From what I’ve read on Baum and this rumour, there is no evidence that he was every interested in politics in any way, and it seems doubtful that it’s anything more than just a story.
Thanks so much for the clarification on copyright laws, jab1. I guess I need to go to MPSIMS and add that to the “You learn something new every day” topic. That’ll teach me not to read the FAQ page, won’t it?
And my apologies, Zulu. I didn’t mean to imply that the entire collection of Oz books could be found there. What I meant was that each book they have there was available in its entirety.
Another Baum book that I love, which is much less known, is “The Magical Monarch of Mo.” That one’s hard to find online, too.
“How wonderful it is that nobody need wait a single moment before starting to improve the world.” - Anne Frank
Look at the discussion of L. Frank Baum in the book Land of Desire: Merchants, Power, and the Rise of a New American Culture by William Leach. Baum was a good little capitalist. He was one of the developers of window-dressing in department stores and he edited a journal about it. This was the cutting-edge form of advertising at that time. Any theory of what allegories he put into the books has to take in account Baum’s own life.
I dont know if it was authorized or not but I read a new “Oz book” a few years ago called “Wicked”. It told the life story of a witch who grew up in Munchkinland, was educated in Emerald City, migrated to Oz’s western frontier and then was murdered by some hired killer from Kansas. Not for children.
Elmer J. Fudd,
Millionaire.
I own a mansion and a yacht.
The Oz books are in the public domain? This explains how small publishers like Bookleaf Publishers in Australia(http://www.geocities.com/Athens/Oracle/9067/) can acquire them for translation and put the translations on the net…
The “populist allegory” theory has been thoroughly exploded. In fact, the man who invented the theory never actually believed it. It was a classroom exercise in treating TWWoO as if it were an allegory; somehow the exercise escaped and went feral.

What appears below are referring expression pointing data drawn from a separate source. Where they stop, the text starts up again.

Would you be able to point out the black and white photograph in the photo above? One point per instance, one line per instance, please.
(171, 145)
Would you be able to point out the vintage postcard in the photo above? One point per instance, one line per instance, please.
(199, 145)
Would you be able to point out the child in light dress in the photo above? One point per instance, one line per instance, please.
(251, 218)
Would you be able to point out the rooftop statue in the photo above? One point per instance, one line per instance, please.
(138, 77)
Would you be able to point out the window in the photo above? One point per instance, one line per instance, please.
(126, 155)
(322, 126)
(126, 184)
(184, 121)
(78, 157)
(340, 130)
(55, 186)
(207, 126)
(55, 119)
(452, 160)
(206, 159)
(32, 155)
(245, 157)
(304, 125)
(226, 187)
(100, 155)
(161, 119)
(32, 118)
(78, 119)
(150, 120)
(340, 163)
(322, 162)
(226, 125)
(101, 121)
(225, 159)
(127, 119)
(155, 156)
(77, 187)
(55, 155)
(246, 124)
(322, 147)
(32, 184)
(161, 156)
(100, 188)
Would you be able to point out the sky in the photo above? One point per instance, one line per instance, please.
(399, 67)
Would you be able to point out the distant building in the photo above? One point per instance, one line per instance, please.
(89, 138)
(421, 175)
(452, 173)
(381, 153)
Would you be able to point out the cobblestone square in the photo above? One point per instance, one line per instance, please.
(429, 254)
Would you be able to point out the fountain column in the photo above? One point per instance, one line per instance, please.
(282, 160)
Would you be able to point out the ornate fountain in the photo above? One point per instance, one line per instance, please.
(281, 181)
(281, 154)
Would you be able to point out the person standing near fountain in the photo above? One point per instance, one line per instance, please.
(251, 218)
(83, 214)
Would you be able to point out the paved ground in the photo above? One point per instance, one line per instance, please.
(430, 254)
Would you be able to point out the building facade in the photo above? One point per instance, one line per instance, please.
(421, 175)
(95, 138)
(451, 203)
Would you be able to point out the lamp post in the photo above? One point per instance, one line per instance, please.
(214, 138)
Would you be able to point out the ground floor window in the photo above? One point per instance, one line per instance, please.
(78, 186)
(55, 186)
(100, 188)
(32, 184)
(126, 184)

The first sequel, The Marvelous Land of Oz, on the other hand, is very definitely a satire on feminism.
The only child named Dorothy connected with L. Frank Baum died as an infant, and he had four sons, no daughters.

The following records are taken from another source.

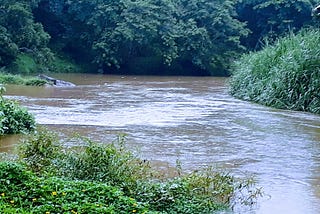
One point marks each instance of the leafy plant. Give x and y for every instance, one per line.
x=14, y=119
x=21, y=191
x=112, y=164
x=40, y=150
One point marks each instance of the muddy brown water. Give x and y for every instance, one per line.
x=192, y=119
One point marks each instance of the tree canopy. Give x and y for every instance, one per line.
x=194, y=37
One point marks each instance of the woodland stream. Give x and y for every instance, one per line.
x=192, y=119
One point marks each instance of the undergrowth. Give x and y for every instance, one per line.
x=108, y=178
x=284, y=75
x=14, y=119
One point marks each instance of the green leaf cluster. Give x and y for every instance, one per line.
x=14, y=119
x=18, y=31
x=80, y=178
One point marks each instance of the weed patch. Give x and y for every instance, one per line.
x=285, y=75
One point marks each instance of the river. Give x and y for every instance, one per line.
x=192, y=119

And, while we’re on the subject, the film was always in color, and there is no dead Munchkin.
There are 39 sequels by Baum and others that are generally regarded as official, plus about a dozen works by Baum that fit into the same universe, plus about six works by official authors that were published after the official publisher stopped doing new books, plus about a hundred other sequels and prequels that receive various degrees of respect. The most interesting ones are the books by Alexandr Volkov, who, after translating into Russian, with some rewriting, “The Wonderful Wizard of Oz” as “The Wizard of the Emerald City”, wrote five sequels in an alternate continuity (although there is internal evidence that he read at least some of Baum’s sequels); since his death, at least two further sequels have been produced by one of his illustrators. The tales of Magic Land were among the most popular children’s books throughout the old Eastern Bloc, and can even be found (with some difficulty) in English.
But for all sorts of information, see the International Wizard of Oz Club at http://www.ozclub.org .
John W. Kennedy
“Compact is becoming contract; man only earns and pays.”